IN THE COURT OF APPEALS OF THE STATE OF IDAHO
Docket No. 40651
STATE OF IDAHO, ) 2013 Unpublished Opinion No. 812
)
Plaintiff-Respondent, ) Filed: December 31, 2013
)
v. ) Stephen W. Kenyon, Clerk
)
AMADO GUTIERREZ, III, ) THIS IS AN UNPUBLISHED
) OPINION AND SHALL NOT
Defendant-Appellant. ) BE CITED AS AUTHORITY
)
Appeal from the District Court of the Fourth Judicial District, State of Idaho, Ada
County. Hon. Patrick H. Owen, District Judge.
Judgment of conviction and determinate life sentence for lewd conduct with a
minor under sixteen, affirmed.
Sara B. Thomas, State Appellate Public Defender; Ben Patrick McGreevy,
Deputy Appellate Public Defender, Boise, for appellant.
Hon. Lawrence G. Wasden, Attorney General; Kenneth K. Jorgensen, Deputy
Attorney General, Boise, for respondent.
________________________________________________
Before GUTIERREZ, Chief Judge; GRATTON, Judge;
and MELANSON, Judge
PER CURIAM
Amado Gutierrez, III, entered an Alford 1 plea of guilty to lewd conduct with a minor
under sixteen. Idaho Code § 18-1508. The district court sentenced Gutierrez to a determinate
life term. Gutierrez appeals, contending his sentence is excessive.
An appellate review of a sentence is based on an abuse of discretion standard. State v.
Burdett, 134 Idaho 271, 276, 1 P.3d 299, 304 (Ct. App. 2000). Where a sentence is not illegal,
the appellant has the burden to show that it is unreasonable, and thus a clear abuse of discretion.
1
See North Carolina v. Alford, 400 U.S. 25 (1970).
1
State v. Brown, 121 Idaho 385, 393, 825 P.2d 482, 490 (1992). A sentence may represent such
an abuse of discretion if it is shown to be unreasonable upon the facts of the case. State v. Nice,
103 Idaho 89, 90, 645 P.2d 323, 324 (1982). A sentence of confinement is reasonable if it
appears at the time of sentencing that confinement is necessary “to accomplish the primary
objective of protecting society and to achieve any or all of the related goals of deterrence,
rehabilitation or retribution applicable to a given case.” State v. Toohill, 103 Idaho 565, 568, 650
P.2d 707, 710 (Ct. App. 1982). Where an appellant contends that the sentencing court imposed
an excessively harsh sentence, we conduct an independent review of the record, having regard
for the nature of the offense, the character of the offender and the protection of the public
interest. State v. Reinke, 103 Idaho 771, 772, 653 P.2d 1183, 1884 (Ct. App. 1982). When
reviewing the length of a sentence, we consider the defendant’s entire sentence. State v. Oliver,
144 Idaho 722, 726, 170 P.3d 387, 391 (2007).
Gutierrez argues his sentence is excessive in light of his advanced age and poor physical
health. Gutierrez was seventy-one years of age at the time and suffers from diabetes and heart
problems. The district court acknowledged Gutierrez’s age and noted “at some point as a matter
of biological imperative, you’re not going to be able to commit the sort of sexual offenses that
you have in the past.” However, the district court was more concerned that Gutierrez was still
creating victims.
The record in this case reveals that this is Gutierrez’s third conviction for a sexual offense
against minor children.
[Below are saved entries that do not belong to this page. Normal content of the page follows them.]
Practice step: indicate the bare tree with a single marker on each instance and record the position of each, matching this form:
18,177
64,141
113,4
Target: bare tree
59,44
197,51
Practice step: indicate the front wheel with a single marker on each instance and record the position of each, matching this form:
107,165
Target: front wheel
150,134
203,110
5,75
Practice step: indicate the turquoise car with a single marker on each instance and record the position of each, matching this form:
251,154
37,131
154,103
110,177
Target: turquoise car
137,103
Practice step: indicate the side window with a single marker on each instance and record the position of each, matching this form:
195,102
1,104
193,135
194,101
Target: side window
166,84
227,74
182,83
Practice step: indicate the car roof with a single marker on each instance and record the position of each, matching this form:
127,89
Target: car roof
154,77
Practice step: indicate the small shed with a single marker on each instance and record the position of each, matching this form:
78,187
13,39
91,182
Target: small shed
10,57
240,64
Despite having previously completed four years of sex offender
treatment, Gutierrez chose to reoffend. Although Gutierrez admitted to police that he sexually
touched the three young girls, Gutierrez blamed the victims. The psychosexual evaluation
revealed that Gutierrez “poses a high risk to reoffend,” is “capable of acting in predatory ways,
using grooming techniques and manipulation,” and is less amenable to treatment. The district
court found Gutierrez presented a risk to the community based on Gutierrez’s criminal history,
failure to rehabilitate, and lack of amenability to treatment.
The issue before this Court is not whether the sentence is one that we would have
imposed, but whether the sentence is plainly excessive under any reasonable view of the facts.
Toohill, 103 Idaho at 568, 650 P.2d at 710. If reasonable minds might differ as to whether the
sentence is excessive, we are not free to substitute our view for that of the district court. Id.
2
Having thoroughly reviewed the record in this case, we cannot say that the district court abused
its discretion. Therefore, Gutierrez’s judgment of conviction and sentence are affirmed.